Durban - The Proteas have a steep mountain to climb when they step onto the pitch and try to win the first of four Tests against Australia.
The national cricket team dug itself into a deep hole on Saturday with its first innings at Kingsmead.
When bad light stopped play, Australia were 213/9.
This reflected the Proteas bowlers’ massive fighting spirit, but did nothing to change the visitors’ 402 run lead.
Opener Cameron Bancroft’s half century helped the visitors stretch their lead.
Regardless of how advantageous the lead was, the hosts will have to set a new record run chase if they are to emerge victorious.
The chase currently stands at 62 runs more than the 340/5 record set by South Africa in 2002.
Given how the home batsmen have performed - and how Mitchell Starc and off-spinner Nathan Lyon bowled in the first innings - a draw would be a great result for the Proteas.
While some might blame South Africa’s bowlers for the Australians’ huge lead, such an assessment is completely off the mark.

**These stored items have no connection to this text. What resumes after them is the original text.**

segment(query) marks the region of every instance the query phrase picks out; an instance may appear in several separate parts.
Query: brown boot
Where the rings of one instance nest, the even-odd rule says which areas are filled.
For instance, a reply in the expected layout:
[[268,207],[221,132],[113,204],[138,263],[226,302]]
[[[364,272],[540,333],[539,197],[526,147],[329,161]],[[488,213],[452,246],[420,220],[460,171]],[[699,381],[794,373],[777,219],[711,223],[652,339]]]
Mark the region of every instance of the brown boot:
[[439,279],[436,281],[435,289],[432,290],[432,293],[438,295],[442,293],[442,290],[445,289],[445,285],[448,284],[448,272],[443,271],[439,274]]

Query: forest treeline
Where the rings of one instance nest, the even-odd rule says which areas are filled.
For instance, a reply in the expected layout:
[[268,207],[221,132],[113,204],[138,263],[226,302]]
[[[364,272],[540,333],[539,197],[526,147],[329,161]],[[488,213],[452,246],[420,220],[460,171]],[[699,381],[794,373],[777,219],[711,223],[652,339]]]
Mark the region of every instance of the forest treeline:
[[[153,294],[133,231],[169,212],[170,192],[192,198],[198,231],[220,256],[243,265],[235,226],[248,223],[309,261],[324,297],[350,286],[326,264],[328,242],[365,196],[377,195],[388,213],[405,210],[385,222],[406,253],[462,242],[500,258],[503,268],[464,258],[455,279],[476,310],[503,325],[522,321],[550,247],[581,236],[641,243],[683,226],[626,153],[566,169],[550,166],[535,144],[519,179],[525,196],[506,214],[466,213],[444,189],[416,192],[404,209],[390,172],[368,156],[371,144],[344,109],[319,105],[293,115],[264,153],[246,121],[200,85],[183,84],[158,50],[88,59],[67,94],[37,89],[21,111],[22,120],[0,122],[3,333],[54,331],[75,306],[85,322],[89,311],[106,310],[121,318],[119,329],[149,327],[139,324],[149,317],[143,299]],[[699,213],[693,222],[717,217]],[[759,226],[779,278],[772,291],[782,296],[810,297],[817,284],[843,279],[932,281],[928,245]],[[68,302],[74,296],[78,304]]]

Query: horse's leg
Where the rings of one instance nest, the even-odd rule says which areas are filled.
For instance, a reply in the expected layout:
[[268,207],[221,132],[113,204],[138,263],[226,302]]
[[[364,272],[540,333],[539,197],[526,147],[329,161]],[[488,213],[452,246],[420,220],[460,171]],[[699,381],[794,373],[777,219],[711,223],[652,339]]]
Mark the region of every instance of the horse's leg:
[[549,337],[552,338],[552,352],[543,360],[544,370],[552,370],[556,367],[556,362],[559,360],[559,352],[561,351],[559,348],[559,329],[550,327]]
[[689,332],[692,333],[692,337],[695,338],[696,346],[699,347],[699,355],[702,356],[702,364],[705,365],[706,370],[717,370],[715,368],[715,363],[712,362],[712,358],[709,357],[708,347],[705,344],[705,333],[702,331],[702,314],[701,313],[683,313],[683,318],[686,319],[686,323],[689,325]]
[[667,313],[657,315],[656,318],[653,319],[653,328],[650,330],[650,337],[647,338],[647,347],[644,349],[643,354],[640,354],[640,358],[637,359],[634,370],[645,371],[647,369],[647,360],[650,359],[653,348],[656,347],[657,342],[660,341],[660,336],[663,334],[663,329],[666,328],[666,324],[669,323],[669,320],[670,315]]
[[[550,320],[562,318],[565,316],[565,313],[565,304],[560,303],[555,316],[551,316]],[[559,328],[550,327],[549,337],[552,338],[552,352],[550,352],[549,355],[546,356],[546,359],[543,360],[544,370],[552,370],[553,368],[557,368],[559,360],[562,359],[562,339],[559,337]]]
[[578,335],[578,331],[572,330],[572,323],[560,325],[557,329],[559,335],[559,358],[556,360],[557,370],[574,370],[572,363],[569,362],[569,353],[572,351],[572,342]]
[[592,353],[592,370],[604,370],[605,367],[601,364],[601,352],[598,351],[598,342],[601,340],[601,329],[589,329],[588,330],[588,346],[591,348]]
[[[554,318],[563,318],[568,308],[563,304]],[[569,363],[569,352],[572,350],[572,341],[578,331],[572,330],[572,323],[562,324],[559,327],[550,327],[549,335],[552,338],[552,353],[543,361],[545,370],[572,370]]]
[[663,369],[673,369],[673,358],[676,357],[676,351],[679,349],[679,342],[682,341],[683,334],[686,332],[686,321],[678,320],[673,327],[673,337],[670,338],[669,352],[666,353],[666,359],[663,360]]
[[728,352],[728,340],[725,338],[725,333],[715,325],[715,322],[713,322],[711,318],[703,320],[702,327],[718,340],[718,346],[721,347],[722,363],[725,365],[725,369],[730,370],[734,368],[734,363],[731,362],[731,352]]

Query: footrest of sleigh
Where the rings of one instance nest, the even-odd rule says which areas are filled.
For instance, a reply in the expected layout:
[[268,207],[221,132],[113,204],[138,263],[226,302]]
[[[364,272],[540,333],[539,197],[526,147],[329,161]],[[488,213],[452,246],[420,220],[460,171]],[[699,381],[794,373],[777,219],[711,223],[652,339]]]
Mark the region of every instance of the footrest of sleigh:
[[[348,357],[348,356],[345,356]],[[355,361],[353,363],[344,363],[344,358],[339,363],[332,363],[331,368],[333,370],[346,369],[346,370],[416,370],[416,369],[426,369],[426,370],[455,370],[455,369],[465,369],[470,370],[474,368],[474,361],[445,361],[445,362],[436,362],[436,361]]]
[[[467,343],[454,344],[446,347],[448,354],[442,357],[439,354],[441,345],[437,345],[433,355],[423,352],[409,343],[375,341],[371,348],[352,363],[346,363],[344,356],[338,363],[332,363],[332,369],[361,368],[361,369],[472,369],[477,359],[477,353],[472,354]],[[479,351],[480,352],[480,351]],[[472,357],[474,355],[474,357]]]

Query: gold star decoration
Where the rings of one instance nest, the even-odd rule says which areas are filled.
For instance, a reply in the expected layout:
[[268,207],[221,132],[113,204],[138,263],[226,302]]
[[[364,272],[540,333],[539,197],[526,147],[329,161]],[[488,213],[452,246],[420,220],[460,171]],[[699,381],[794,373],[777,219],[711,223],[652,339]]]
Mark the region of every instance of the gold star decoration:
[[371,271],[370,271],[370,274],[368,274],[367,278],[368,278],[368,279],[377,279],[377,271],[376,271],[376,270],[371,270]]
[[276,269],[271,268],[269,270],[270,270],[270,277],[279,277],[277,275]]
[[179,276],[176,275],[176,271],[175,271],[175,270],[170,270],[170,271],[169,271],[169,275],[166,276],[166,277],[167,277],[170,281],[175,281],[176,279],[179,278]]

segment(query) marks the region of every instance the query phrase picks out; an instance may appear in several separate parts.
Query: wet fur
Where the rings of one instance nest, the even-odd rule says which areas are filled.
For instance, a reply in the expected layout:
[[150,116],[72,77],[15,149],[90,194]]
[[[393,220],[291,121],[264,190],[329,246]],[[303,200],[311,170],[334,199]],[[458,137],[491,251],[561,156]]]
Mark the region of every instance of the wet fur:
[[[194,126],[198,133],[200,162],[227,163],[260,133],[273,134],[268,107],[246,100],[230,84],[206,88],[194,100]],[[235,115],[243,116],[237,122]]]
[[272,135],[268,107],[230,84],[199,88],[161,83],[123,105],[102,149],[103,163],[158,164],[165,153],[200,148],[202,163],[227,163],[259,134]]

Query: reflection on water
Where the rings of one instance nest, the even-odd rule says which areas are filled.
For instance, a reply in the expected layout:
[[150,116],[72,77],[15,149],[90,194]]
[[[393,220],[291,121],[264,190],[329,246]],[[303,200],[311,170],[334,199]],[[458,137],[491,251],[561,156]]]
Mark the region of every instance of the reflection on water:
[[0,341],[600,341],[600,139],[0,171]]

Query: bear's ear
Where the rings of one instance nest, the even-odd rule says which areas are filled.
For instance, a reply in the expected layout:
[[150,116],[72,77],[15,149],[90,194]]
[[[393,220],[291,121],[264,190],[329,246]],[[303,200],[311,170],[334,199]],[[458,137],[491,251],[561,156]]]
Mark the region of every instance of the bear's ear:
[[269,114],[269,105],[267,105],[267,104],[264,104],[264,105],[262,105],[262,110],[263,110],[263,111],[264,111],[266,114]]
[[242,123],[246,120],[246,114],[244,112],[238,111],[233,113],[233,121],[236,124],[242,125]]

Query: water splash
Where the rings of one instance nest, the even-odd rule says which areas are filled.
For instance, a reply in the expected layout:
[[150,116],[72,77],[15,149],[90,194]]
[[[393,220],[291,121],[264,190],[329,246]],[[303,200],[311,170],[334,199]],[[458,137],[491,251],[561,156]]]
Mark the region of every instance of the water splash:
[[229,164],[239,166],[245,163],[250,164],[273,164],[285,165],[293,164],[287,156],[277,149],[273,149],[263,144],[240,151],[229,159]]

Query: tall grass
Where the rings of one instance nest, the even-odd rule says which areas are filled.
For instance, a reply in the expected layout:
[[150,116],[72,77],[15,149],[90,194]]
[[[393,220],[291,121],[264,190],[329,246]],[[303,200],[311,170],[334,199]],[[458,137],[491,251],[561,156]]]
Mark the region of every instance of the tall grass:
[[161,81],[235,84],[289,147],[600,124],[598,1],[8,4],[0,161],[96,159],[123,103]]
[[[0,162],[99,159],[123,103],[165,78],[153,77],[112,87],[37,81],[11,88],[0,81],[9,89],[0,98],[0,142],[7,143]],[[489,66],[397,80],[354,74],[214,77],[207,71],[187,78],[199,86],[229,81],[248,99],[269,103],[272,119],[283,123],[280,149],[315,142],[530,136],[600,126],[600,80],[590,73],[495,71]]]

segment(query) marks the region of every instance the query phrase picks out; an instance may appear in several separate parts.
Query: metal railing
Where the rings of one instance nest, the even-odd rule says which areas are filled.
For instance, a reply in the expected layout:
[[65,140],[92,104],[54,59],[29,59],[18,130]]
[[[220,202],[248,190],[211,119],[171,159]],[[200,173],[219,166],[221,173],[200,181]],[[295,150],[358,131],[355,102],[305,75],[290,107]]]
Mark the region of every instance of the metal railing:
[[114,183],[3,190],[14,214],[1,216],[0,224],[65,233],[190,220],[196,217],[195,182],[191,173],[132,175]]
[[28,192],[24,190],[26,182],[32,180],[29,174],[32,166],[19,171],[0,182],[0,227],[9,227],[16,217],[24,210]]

A closer look at the match’s highlights is all that’s needed to realise that the Proteas’ poor performance was a result of the team’s shoddy batting.
Dismissed for 162 on day two - despite AB de Villiers’ rearguard stand of 71 not out - South Africa’s inability to score when De Villiers, Hashim Amla and Faf du Plessis get runs is becoming a real concern.
Opening batsman Aiden Markram continues to make good starts without seeing them through.
His partner Dean Elgar appears to need a crisis to rouse him, while Quinton de Kock’s poor form persists.
In the absence of a functioning batting line-up, the bowlers took on the responsibility of giving the Proteas a fighting chance when it seemed the team had already given up.
With the Kingsmead pitch having hinted as early as day one that a lot of the wickets would come via reverse swing, left-arm spinner Keshav Maharaj was always going to be a key figure.
But the question was which of the three fast bowlers would shoulder the responsibility of getting wickets with the older ball, especially when you consider how the first innings went.
Kagiso Rabada proved to be that man, taking the pitch’s flatness out of the equation by running in and hitting the deck hard to be rewarded with a 2/28 record.
His performance suggests he is becoming the player to watch.
Maharaj, who had figures of 5/123 in the first innings, picked up where he left off.
He bowled with drift, turn and control to add three more wickets in the second innings.
Then came Morne Morkel’s sting in the tail.
Morkel - who has promised to retire from international cricket at the end of the series - had a subdued test.
He did not pick up any wickets in the first innings and bowled just seven overs before tea.
But when he got back on the pitch, he showed off some of the prowess that characterises his impressive performances.
Morkel bowled out Shaun Marsh, Starc and Lyon in a spell that saw him pick up three wickets in 6.4 overs.
With the conditions forcing Vernon Philander to help reduce the run rate to a trickle, Elgar surprisingly took centre stage by trapping Australia captain Steve Smith lbw.